Your Weekly Machen Fix: Attack on Princeton Seminary, Continued

Thursday, July, 2, 2009 · Leave a Comment

The following excerpt was originally published in 1927.  This piece should quell any notion of Machen being a Fundamentalist.

machen 1We have seen that Princeton Seminary stands in the first place for the complete truthfulness of the Scriptures as the Word of God, and in the second place for the Westminster Standards as containing the system of doctrine that the Scriptures teach.  In the third place, Princeton Seminary holds that both these things – the full truthfulness of Holy Scripture and the system of doctrine that our Standards set forth – need, and are capable of, intellectual defence. 

Hence we cannot agree with those who think that a theological seminary ought to devote less time to the defence of Christianity and more time to the propagation of it.  Certainly it is a grievous sin to propagate what is incapable of defence.  The basic question about any message that may be propagated is the question whether it is true; and that question has been raised with regard to the Christian message in such insistent fashion in the modern world that the challenge must above all things be squarely and honestly met.

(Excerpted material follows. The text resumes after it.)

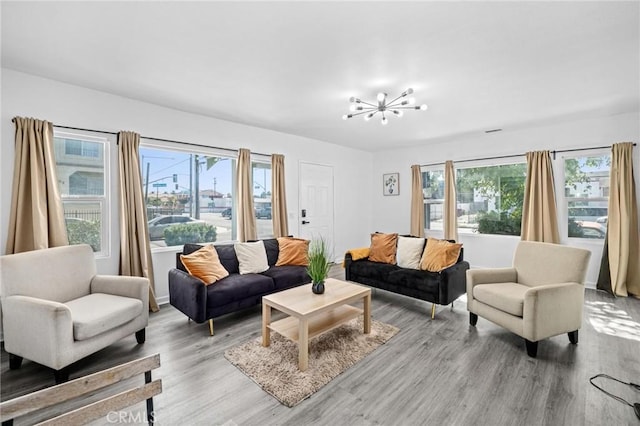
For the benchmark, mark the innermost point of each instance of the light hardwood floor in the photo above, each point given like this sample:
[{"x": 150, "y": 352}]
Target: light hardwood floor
[{"x": 439, "y": 371}]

In meeting the challenge, we are fully conscious of the magnitude of our task.  We cannot agree at all with those who despise the adversaries in this great debate, who think that the “critics” are to be disposed of with a few general words of adjectival abuse.  For our part, we have profound admiration for the great masters of modern criticism; we are fully conscious of their intellectual greatness; we respect them to the full.  Who would not admire the imposing reconstructions proposed by a Baur or by a Bousset, or the massive learning of a Schürer, or the brilliancy and versatility of a Harnack, or the incisiveness of radicals like Wrede in Germany or our own American Dr. McGiffert?  Certainly we respect such scholars, opponents though they are of all that we hold most dear.  Some of them may have respected us in turn; but whether they respect us or not, we shall continue respecting them.  They are wrong, we think; all their learning is devoted to the impossible task of reconstructing on naturalistic principles what was really an act of God.  But though they are wrong, they are wrong in a grand and imposing way; and they cannot be refuted either by a railing accusation or by a few pious words.

So we try to divest our students of the notion that there is any royal road to sacred learning; we try to divest them of the notion that they can lead the modern Church without a knowledge of the original languages of Scripture and without the other tools of research.  Above all we try to give them a sense of the magnitude of the modern debate.  We try, indeed, to lead them to faith; but we do not try to lead them by encouraging them to ignore the facts.  On the contrary, we believe that Christian faith flourishes not in the darkness but in the light, and that a man’s Christian conviction is only strengthened when he has examined both sides.  We do, indeed, encourage men to come to Princeton Seminary.  For them to do so, we think, is only fair.  Historic Christianity deserves, we maintain, at least a hearing before it is finally given up; it is not fair to hear only what can be said against it without obtaining any orderly acquaintance with what it is; and to learn what is is men should listen not to its opponents but to those who believe it with all their minds and hearts.  So we do invite men to Princeton.  But after they have studied at Princeton, indeed even while they are studying here, the more they acquaint themselves with what opposing teachers say, the better it seems to us to be.  We encourage our graduates, if they can, to listen to the great foreign masters of naturalistic criticism; we desire them to hear all that can be said against the gospel that we believe.